While Oliver made his debut in episode two, it wasn’t until the fourth episode where we got to see him as the Green Arrow. Appropriately titled Arrow, Clark begins to form a relationship with Oliver that would evolve over the following seasons.
Even though Hartley was only signed on for a couple of episodes in season six, you could tell from Arrow that Oliver would play a large role in the Smallville universe. As this was Green Arrow’s live-action debut, the people behind Smallville along with Hartley did a solid job bringing him to life.
Throughout its run, Smallville enjoyed its moments of Clark under the influence of Red Kryptonite, giving fans a dose of bad boy Clark. The thirteenth episode, however, was a bit of a disaster.
After Lois (Erica Durance) kisses Clark with lipstick made of Red Kryptonite, Clark goes on a wild ride. But this Red K trip becomes a mess as he decides to crash Lex and Lana’s engagement dinner. Later, Clark has to face the consequences. Especially as Martha (Annette O’Toole) points out that all the rude things he said were things he was bottling up.
One of the strengths of season six was the continuous destruction of Clark and Lex’s friendship. As the two began growing more toward their respective destinies, the nineteenth episode put their relationship to the ultimate test.
Nemesis features the two of them getting trapped underneath the ground after Clark, in an attempt to save Lex, is weakened by Kryptonite that gets released thanks to an explosion. With the two former friends trapped together, we get some of Welling and Rosenbaum’s best scenes together in the whole season.
No matter how much the show tried to convince its fans, the romance between Lex and Lana never felt natural.
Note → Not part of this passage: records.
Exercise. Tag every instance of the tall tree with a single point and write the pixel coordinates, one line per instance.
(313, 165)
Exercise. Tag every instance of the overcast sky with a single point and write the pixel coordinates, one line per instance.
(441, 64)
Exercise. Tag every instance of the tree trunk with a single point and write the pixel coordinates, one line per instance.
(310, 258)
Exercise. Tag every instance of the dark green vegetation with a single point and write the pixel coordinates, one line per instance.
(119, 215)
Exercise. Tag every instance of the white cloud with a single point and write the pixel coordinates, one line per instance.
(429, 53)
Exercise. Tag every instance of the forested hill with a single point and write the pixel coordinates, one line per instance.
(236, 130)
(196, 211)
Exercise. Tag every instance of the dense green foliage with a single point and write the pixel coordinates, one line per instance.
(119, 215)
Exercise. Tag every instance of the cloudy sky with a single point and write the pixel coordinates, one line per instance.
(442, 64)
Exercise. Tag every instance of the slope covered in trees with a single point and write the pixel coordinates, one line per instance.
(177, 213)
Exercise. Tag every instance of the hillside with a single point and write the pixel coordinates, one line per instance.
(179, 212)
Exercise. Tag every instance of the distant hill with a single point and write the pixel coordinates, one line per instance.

As Lex began to get more clouded by darkness and embark on his path towards villainy, his relationship with Lana was never meant to last for long. But season six still put the viewers through a wedding between the two of them.
The biggest takeaway from Promise is Lana finally learning Clark’s secret as she sees him using several of his abilities. Aside from that, Promise is one of the cringe-worthy episodes in the series.
After a long season of capturing several Zoners, Clark faced Bizarro, the toughest one in the season six finale. Rather than following his comic origin, Smallville depicted Bizarro as a Zoner who needed to clone the DNA of the perfect host in order to survive. That’s where Clark comes in as the phantom took his DNA and became his literal Bizarro version.
Phantom didn’t hold anything back in terms of drama and cliffhangers. From Lana’s “death” to Lex being arrested and Clark getting his butt kicked by Bizarro, Phantom holds up as one of the best season finales.
For one of their final three episodes of the season, Smallville gave its viewers one of the biggest filler episodes of all time. The twentieth episode was a Jimmy Olsen (Aaron Ashmore) centric hour, as the Daily Planet photographer begins to dream in black-and-white.
Noir features a Metropolis in 1940 and while it puts the characters in a different light, it did nothing to progress the season further. While props are given to the powers that be to do an experimental episode, a novelty like Noir should never happen this late in a season.
After introducing several DC heroes, the eleventh episode finally brought them together as Smallville’s proto-Justice League. Fittingly titled Justice, the episode brings back Impulse (Kyle Gallner), Aquaman (Alan Ritchson), and Cyborg (Lee Thompson Young) as part of Oliver’s unnamed team.
Justice is one of the show’s strongest hours as it becomes a light for Clark, knowing that he has all these super-friends he can turn to. While we’d only have a handful of Justice League themed episodes in the later seasons, Justice will always be remembered as the origin of Smallville’s version of the iconic DC team.